For some, she reminded herself firmly. Not for her.
‘My dance, I believe?’
For a minute Ava imagined the deep voice behind her was Wolfe, but it lacked a certain velvety-rough tenor and hadn’t sent any delicious tingles down her spine so she knew it wasn’t. Turning, she smiled at a nice English Lord who had been hounding her all night.
She didn’t feel like dancing with him, but nor did she feel like triggering more gossip by refusing every man who approached her. Smiling with a polite reserve she hoped he read as, Lovely, but be assured I’m not interested in furthering our acquaintance, she stepped into his arms. Which was when she caught sight of Wolfe, watching her yet again from across the room. Her eyes immediately ran over the woman at his side, who looked young, happy and relaxed. By contrast Ava felt old, surly and uptight. Which was partly Wolfe’s fault, she thought churlishly, because she couldn’t seem to stop thinking about him.
And the fact that he had a beautiful woman at his side while he held his eyes on her only confirmed that the talk about him playing the field was true. Unless he had been watching her all night because of Gilles’s silly request that he ‘babysit’ her. For some reason the latter thought aggravated Ava more than the former.
Five minutes later, feeling as graceful as a goose under Wolfe’s constant regard, she sent her dance partner to fetch her a glass of water so she could find out.

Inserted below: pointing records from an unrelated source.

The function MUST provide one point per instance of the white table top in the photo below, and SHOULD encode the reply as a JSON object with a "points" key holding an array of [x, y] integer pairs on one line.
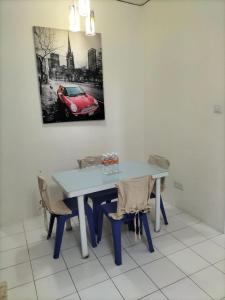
{"points": [[79, 182]]}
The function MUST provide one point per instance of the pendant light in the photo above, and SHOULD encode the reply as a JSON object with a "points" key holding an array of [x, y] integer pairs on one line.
{"points": [[78, 10], [74, 18], [90, 24], [84, 8]]}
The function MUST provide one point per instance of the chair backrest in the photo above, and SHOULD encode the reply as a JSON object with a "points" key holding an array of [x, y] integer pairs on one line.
{"points": [[133, 196], [89, 161], [43, 188], [161, 162]]}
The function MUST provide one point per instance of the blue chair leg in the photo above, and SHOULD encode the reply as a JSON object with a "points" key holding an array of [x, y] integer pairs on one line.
{"points": [[100, 223], [59, 234], [96, 208], [91, 225], [163, 211], [144, 219], [161, 208], [51, 223], [116, 231]]}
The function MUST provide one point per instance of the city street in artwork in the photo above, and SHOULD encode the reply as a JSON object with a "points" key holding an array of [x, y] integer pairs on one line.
{"points": [[70, 76]]}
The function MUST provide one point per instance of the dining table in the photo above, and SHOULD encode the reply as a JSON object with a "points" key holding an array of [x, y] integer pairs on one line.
{"points": [[80, 182]]}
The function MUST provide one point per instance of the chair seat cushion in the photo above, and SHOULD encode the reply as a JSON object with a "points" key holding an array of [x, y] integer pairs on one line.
{"points": [[103, 195], [60, 208], [112, 208]]}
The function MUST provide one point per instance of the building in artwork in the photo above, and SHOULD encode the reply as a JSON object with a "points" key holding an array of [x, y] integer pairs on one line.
{"points": [[92, 60], [53, 61], [53, 64], [99, 60], [70, 57]]}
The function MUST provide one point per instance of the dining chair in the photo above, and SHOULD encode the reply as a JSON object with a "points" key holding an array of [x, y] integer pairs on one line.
{"points": [[62, 210], [97, 198], [132, 206], [164, 163]]}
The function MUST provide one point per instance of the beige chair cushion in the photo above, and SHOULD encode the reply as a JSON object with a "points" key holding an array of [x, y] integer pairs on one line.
{"points": [[161, 162], [89, 161], [133, 196], [55, 207], [3, 290]]}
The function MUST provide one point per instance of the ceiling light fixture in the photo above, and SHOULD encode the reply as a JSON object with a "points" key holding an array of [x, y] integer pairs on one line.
{"points": [[81, 8]]}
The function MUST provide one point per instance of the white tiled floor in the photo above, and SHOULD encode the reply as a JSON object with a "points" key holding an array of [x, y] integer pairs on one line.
{"points": [[188, 263]]}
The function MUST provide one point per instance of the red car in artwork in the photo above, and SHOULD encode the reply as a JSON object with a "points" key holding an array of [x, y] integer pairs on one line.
{"points": [[75, 101]]}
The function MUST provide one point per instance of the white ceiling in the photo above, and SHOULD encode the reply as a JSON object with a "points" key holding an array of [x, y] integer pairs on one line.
{"points": [[138, 2]]}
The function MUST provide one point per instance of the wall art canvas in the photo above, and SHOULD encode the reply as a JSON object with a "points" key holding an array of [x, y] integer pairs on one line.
{"points": [[70, 75]]}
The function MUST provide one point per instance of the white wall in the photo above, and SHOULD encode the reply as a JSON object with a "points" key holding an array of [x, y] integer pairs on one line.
{"points": [[184, 79], [27, 145]]}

She didn’t need an audience when she told Wolfe that his attention was not only supremely annoying but totally unnecessary.
Orientating herself in the vast room, she located him lazily propping up a wall in a dimly lit section of the ballroom, feeling ridiculously elated when she found the bubbly blonde was no longer running her fingernails up and down his powerful forearm.
He didn’t say anything when she stopped in front of him, just looked down at her through a screen of thick dark lashes that made his mood impossible to gauge. Not that it mattered. She was here about her feelings, not his.
‘You are eyeing me off because Gilles asked you, too, no?’ She knew she’d mixed up her words—her English was always clumsy when she was agitated.
‘I think the term you’re looking for is watching over you.’
Amusement laced his tone and her spine stiffened in annoyance.
‘I don’t need watching.’
‘I thought all women liked to be watched. Isn’t that why you wrap yourselves up in those slinky dresses?’ His drink swayed as he made an up-and-down motion with his hand.
Ava glanced down at her strapless jade-green gown, which was fitted to the waist and then fell to the floor in silky waves. ‘My dress is elegant, not slinky.’
‘Why don’t we agree on elegantly slinky, for argument’s sake?’
He was smooth, this handsome Australian, very smooth. ‘I do not need babysitting,’ Ava said, reminding herself that she had not approached him to flirt with him.